The straight-sprint run still showed terrain-edge artifacts during playback/training review. The terrain setup was changed again so the sprint branch uses larger flat generated tiles, grid-spaced environment origins, no terrain-level curriculum, and fixed reset yaw. This keeps the velocity curriculum active while removing terrain-origin movement as a failure source.

Terrain changes:

Setting	Value
Tile size	`80 m x 80 m`
Terrain grid	`21 x 21`
Terrain border	`80 m`
Environment origin mode	Grid spacing, not terrain origins
Environment spacing	`8 m`
Terrain curriculum	Disabled
Reset yaw	`0.0`

Restart checkpoint:

logs/rsl_rl/unitree_g1_29dof_sprint_10ms_gait/2026-05-14_22-33-20_sprint10_forward_from_22500/model_22700.pt

Launch command:

TERM=xterm python scripts/rsl_rl/train.py \
  --headless \
  --task Unitree-G1-29dof-Sprint-10ms-Gait \
  --resume \
  --load_run 2026-05-14_22-33-20_sprint10_forward_from_22500 \
  --checkpoint model_22700.pt \
  --run_name sprint10_bigterrain_from_22700 \
  --max_iterations 58000

The run writes to:

logs/rsl_rl/unitree_g1_29dof_sprint_10ms_gait/2026-05-14_22-42-15_sprint10_bigterrain_from_22700/

Launch log:

logs/rsl_rl/unitree_g1_sprint10_bigterrain_from_22700_20260514_224208.log

Watcher log:

logs/rsl_rl/unitree_g1_sprint10_bigterrain_watch_20260514_224208.log

The restart targets iteration 80700. Initial log confirmed the active curriculum terms are now only lin_vel_cmd_levels and lin_vel_cmd_stability; terrain_levels is no longer active. Initial velocity curriculum remained at 6.0 m/s.

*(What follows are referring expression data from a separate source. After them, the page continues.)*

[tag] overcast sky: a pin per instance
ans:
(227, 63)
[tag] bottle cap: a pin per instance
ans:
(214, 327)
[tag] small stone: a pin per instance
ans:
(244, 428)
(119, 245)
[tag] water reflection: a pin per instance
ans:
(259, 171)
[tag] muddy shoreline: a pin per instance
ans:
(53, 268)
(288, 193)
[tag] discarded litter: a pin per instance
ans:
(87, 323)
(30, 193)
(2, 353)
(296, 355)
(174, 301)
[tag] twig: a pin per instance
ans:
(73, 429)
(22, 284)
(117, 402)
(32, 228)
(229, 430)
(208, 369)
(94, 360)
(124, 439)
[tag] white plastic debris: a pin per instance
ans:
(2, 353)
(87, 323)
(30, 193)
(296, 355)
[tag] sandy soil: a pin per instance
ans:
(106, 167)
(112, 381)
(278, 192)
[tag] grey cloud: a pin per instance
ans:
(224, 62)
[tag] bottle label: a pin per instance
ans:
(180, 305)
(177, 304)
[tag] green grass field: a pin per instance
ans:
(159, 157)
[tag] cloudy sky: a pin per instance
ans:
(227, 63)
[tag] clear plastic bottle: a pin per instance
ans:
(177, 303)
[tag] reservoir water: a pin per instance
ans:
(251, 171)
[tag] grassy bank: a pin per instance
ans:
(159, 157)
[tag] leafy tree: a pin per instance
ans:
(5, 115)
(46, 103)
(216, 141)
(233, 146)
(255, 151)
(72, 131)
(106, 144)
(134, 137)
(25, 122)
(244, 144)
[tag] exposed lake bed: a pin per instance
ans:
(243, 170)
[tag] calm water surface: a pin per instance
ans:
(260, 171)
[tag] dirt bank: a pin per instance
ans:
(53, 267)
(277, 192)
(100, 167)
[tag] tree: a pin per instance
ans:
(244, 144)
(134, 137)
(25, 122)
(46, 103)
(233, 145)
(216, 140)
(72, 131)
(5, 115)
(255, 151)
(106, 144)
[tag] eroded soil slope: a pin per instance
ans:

Playback from model_22900.pt after the big-terrain restart. The play task was forward-only for this capture, with lateral and yaw commands fixed to zero and forward command sampled from the 5.5-6.0 m/s range. This capture used a delayed video start and followed the robot with the most warmup displacement, so the camera is on a moving rollout instead of a stationary env. This is a qualitative progress clip; it is not a measured-speed validation run.